Judy has a long-standing strong interest in Japanese aesthetics, stemming from her seven years lecturing at a Japanese university in Kanazawa. She is currently the essays, reviews and bilingual haiku editor of the UK’s main independent haiku journal, Presence, and runs the Yorkshire/Lancashire haiku group, in which a number of distinguished haikuists participate, She has also won international haiku and haibun (a combination of prose or prose poem with haiku) awards. Here is the haiku she wrote on a commute to Salford (or more accurately an ironic ‘senryu’) that was selected for the galaxy of dust Best Global English Language Haiku of 2015, Red Moon Press.
travelling light
i will my neighbour
to turn the page
She is also well-known in Todmorden for her vegetable haiku banners that decorate various public parts of town, such as this.
taken apart, the cabbage
becomes all heart
and leave
This ‘cabbage’ poem, and other vegetable haiku feature in her insatiable carrot vegetable and gardening poetry collection.

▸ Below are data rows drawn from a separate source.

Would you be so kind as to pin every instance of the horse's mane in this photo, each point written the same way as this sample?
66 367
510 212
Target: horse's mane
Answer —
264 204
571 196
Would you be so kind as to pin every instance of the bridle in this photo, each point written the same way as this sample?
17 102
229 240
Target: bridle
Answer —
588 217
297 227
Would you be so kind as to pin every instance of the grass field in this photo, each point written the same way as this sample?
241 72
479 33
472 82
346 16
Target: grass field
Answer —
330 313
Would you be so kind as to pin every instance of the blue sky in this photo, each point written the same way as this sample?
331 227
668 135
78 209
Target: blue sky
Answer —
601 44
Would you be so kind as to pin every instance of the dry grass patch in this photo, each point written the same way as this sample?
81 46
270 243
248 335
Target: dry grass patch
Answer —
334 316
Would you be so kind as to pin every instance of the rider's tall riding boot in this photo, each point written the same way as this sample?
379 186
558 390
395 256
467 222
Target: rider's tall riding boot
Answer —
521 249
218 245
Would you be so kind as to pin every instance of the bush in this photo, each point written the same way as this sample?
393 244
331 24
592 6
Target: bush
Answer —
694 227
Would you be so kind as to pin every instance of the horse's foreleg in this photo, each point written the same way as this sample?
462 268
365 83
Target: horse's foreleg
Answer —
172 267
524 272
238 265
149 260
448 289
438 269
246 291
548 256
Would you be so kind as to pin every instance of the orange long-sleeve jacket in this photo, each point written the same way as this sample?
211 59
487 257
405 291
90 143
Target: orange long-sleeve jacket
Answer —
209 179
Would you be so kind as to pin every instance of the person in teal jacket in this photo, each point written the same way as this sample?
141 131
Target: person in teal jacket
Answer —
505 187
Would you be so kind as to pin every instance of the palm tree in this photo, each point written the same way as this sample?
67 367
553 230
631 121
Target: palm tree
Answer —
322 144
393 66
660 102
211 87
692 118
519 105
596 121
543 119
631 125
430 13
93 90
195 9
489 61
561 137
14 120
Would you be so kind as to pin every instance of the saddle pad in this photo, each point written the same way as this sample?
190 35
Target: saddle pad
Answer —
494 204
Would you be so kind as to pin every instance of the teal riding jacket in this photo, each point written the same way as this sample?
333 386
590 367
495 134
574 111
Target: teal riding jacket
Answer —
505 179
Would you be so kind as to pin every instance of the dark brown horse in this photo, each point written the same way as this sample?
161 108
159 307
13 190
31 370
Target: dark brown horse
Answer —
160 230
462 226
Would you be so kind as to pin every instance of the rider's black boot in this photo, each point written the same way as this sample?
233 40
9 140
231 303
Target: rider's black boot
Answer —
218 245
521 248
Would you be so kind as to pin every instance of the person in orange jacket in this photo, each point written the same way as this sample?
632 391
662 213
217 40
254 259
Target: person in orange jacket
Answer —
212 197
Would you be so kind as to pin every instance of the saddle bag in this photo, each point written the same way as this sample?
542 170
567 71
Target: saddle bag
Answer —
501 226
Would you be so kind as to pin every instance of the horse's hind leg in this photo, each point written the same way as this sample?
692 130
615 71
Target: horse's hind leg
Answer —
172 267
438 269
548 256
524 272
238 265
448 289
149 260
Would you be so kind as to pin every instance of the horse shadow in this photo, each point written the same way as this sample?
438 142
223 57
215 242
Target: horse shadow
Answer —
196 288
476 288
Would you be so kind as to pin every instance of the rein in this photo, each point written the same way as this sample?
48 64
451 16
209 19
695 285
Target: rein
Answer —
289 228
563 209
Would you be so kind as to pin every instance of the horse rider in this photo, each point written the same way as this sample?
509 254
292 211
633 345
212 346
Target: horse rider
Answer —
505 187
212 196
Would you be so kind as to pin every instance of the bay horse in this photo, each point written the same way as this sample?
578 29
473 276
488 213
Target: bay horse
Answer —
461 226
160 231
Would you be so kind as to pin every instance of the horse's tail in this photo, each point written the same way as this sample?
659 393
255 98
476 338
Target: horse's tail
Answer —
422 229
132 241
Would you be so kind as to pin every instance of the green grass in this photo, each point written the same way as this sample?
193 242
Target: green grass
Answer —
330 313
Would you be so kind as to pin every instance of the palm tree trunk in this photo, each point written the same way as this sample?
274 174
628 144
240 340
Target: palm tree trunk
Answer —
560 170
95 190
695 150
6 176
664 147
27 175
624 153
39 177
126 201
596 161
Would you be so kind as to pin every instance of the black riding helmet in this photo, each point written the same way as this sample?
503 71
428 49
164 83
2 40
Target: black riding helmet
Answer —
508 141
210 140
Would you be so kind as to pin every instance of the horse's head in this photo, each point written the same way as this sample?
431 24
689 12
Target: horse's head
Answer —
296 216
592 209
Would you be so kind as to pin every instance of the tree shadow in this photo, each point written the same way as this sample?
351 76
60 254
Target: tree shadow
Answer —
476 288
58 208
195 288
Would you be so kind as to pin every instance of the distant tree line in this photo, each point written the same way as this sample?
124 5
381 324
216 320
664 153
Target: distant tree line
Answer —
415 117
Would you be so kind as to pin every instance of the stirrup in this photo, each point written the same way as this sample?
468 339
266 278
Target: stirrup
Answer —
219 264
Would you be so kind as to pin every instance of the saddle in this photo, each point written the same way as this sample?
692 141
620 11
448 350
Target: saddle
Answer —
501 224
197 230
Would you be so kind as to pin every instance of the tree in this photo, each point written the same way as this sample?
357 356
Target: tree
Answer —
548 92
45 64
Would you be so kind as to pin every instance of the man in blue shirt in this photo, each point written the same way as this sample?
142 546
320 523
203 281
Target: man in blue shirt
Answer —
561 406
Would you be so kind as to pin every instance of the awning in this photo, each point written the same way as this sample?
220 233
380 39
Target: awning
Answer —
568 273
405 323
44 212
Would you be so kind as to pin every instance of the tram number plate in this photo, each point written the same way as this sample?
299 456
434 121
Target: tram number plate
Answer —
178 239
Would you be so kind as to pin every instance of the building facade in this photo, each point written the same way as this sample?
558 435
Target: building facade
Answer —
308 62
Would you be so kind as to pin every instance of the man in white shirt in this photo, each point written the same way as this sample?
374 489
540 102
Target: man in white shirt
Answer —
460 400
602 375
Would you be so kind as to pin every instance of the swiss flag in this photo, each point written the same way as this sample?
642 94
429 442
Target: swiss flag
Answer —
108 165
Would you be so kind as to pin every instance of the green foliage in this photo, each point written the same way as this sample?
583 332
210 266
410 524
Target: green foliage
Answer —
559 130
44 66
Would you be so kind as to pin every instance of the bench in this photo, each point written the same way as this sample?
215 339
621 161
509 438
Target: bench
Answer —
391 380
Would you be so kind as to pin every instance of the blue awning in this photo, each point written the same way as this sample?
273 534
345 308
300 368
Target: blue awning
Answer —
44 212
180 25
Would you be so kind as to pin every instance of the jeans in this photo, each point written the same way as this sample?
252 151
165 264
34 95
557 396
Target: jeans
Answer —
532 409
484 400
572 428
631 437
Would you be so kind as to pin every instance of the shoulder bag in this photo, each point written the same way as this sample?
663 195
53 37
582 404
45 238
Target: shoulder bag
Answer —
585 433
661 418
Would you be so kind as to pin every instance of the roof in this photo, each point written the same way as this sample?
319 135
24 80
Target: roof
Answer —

The British Haiku Society awards, are open to the general public worldwide and made annually, with money prizes donated by the Society. There are separate awards for haiku, haibun and tanka. Awards under this name have been made since 2010 but began as the James W. Hackett Award (est. in 1991). James W. Hackett judged the awards with another judge nominated by the BHS up to and including 2009. It is an honour to be chosen to act in his stead this year.